The trip lasted five days in total: three days in Finland and two days in Norway.
The main purpose was to see the legendary mysterious light—the Northern Lights—and to taste the Arctic delicacy—King Crab.
Finland, with one-third of its area within the Arctic Circle, is a world-renowned destination for chasing the aurora. From the end of August to the end of March the following year, there is a chance to see the Northern Lights. As long as it's dark, there is a certain probability of spotting them. As for the Lapland region in Finland, it is sparsely populated, so there is little light pollution. There are over 200 days a year with opportunities to see the aurora. The region is also home to the world-famous Santa Claus and glass igloo hotels.
Through Yi Tour, I successfully booked a glass hotel and was very lucky to see the Northern Lights during my stay.
Kirkenes is the King Crab capital of Norway. Originally just a fishing village, this local delicacy has become the main export product with the development of tourism. Originally, these crustaceans came from Russia, with a maximum diameter of 2.5 meters and a maximum weight close to 15 kilograms. This time, we caught crabs weighing around 6-7 kilograms in Kirkenes.
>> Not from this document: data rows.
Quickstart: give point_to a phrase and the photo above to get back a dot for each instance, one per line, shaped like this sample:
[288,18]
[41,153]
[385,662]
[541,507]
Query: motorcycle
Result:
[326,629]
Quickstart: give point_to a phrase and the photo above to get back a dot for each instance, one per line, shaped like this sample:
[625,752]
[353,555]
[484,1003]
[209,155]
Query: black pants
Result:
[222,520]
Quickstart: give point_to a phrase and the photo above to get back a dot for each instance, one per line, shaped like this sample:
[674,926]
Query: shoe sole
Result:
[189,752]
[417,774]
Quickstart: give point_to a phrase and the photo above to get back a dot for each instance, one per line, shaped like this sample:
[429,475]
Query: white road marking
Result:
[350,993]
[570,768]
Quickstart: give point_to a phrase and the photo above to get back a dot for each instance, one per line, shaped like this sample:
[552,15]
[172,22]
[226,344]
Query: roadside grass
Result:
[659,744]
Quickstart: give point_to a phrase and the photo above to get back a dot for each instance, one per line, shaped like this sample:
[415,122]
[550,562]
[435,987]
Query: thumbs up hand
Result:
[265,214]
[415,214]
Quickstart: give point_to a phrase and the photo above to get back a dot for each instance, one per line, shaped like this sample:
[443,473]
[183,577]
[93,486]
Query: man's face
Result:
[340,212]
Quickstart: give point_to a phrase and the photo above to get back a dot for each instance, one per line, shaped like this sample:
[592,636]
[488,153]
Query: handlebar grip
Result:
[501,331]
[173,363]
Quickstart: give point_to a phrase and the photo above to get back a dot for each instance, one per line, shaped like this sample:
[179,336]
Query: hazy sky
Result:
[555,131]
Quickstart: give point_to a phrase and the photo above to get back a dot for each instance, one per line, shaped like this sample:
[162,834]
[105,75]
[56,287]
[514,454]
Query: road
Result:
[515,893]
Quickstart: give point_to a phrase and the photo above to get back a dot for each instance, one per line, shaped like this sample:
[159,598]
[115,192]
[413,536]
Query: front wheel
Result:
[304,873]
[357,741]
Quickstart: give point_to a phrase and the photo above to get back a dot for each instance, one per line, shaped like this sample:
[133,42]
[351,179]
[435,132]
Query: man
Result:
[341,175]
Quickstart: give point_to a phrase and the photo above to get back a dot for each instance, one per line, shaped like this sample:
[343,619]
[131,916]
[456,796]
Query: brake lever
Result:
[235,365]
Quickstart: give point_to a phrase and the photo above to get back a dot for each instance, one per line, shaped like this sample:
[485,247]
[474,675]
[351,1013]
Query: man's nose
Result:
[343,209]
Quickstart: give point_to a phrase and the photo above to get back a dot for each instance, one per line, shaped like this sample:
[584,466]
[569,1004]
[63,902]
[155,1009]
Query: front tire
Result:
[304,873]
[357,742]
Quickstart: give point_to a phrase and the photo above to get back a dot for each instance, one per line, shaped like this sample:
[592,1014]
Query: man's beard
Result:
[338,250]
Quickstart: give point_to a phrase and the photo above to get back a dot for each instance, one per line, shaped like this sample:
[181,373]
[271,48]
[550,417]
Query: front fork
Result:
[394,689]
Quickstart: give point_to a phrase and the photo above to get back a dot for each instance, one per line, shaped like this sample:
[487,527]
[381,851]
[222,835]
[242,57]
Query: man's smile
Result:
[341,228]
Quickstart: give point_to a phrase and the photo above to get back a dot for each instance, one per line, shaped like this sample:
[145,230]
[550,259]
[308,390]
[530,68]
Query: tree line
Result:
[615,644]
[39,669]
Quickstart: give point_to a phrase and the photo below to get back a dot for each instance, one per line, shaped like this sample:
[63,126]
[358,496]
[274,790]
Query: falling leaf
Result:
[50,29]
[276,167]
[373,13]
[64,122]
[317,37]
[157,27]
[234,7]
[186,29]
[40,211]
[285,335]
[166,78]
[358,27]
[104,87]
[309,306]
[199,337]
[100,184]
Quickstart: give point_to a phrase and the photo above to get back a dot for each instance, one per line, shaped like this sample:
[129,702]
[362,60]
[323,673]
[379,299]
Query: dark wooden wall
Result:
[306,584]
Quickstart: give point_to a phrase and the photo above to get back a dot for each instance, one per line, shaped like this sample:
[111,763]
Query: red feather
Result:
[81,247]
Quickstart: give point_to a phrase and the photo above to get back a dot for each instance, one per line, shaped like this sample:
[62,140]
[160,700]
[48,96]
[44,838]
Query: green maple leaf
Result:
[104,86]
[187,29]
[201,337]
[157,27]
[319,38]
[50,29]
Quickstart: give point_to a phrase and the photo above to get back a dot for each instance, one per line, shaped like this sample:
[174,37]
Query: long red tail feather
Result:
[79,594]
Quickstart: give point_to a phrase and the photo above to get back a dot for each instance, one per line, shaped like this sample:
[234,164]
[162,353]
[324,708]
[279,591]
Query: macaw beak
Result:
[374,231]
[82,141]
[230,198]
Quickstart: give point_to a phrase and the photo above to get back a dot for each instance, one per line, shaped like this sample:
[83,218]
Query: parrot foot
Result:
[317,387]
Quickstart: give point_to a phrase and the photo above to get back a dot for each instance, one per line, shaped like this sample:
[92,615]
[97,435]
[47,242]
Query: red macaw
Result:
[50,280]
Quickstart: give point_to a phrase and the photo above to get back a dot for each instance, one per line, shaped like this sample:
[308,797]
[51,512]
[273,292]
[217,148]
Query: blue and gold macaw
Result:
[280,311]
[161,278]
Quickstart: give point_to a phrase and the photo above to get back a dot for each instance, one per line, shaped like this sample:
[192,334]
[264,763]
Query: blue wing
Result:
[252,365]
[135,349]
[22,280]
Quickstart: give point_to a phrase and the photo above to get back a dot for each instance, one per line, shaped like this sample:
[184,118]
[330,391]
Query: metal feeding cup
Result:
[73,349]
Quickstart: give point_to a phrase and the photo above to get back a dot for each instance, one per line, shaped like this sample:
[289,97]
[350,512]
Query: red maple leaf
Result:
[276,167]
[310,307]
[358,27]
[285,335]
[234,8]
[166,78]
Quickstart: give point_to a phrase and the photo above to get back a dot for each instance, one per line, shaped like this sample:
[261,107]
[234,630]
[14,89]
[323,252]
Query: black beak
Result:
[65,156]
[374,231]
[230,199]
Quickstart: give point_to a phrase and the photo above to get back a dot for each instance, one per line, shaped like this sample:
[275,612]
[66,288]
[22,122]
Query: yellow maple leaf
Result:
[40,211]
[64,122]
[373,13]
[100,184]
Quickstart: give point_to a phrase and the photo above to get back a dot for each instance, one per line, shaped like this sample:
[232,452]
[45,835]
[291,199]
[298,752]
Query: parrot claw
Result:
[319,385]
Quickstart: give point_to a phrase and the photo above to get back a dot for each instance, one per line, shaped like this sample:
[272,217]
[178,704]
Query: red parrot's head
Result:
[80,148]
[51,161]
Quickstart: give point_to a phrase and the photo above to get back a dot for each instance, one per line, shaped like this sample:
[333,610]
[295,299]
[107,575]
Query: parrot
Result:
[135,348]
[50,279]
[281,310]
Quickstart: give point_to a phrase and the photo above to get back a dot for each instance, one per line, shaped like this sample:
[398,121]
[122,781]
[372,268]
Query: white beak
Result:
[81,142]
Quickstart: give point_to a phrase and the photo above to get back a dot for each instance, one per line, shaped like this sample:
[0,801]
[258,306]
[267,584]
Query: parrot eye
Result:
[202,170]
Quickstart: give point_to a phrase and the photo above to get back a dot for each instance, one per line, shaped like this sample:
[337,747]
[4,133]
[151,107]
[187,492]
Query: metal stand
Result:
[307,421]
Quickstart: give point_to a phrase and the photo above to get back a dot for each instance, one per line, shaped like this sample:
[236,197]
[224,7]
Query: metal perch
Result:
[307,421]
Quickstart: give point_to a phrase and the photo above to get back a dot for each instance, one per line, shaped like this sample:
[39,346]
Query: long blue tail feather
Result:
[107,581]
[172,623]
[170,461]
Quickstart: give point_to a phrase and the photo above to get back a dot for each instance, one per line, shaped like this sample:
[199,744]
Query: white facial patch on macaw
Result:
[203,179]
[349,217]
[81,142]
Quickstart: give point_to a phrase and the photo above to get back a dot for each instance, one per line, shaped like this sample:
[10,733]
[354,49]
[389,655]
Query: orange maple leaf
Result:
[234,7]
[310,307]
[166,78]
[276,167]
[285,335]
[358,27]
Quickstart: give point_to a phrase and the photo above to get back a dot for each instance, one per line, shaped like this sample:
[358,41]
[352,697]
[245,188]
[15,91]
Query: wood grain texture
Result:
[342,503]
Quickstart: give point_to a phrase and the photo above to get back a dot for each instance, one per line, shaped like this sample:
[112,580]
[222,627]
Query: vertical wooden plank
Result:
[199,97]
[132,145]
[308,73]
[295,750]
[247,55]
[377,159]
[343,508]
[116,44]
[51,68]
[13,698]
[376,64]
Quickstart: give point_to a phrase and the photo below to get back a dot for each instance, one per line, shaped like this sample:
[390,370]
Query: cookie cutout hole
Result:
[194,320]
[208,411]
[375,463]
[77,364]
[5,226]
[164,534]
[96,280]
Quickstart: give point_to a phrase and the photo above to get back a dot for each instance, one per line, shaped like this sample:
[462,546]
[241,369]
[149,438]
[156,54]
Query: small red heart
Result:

First, we took a snowmobile to the catching spot (which varies depending on the weather; in early summer and late season, a RIB boat may be used). Then, a local guide instructed us on how to pull up the crab pots, showed us how to handle them safely without getting pinched, and also guided us on how to take photos that make the crabs look more three-dimensional. After that, we were taken to a restaurant, where the crabs were boiled for about ten minutes in water made from melted icebergs mixed with a certain proportion of seawater. During this time, we enjoyed coffee or tea provided by the hotel. When the crabs were served, a fresh, savory aroma mixed with the scent of the sea filled the air. The crab legs were cooked in traditional Northern Norwegian style, served with bread, butter, mayonnaise, and lemon. The legs were very meaty; an adult would feel full after eating just two or three legs.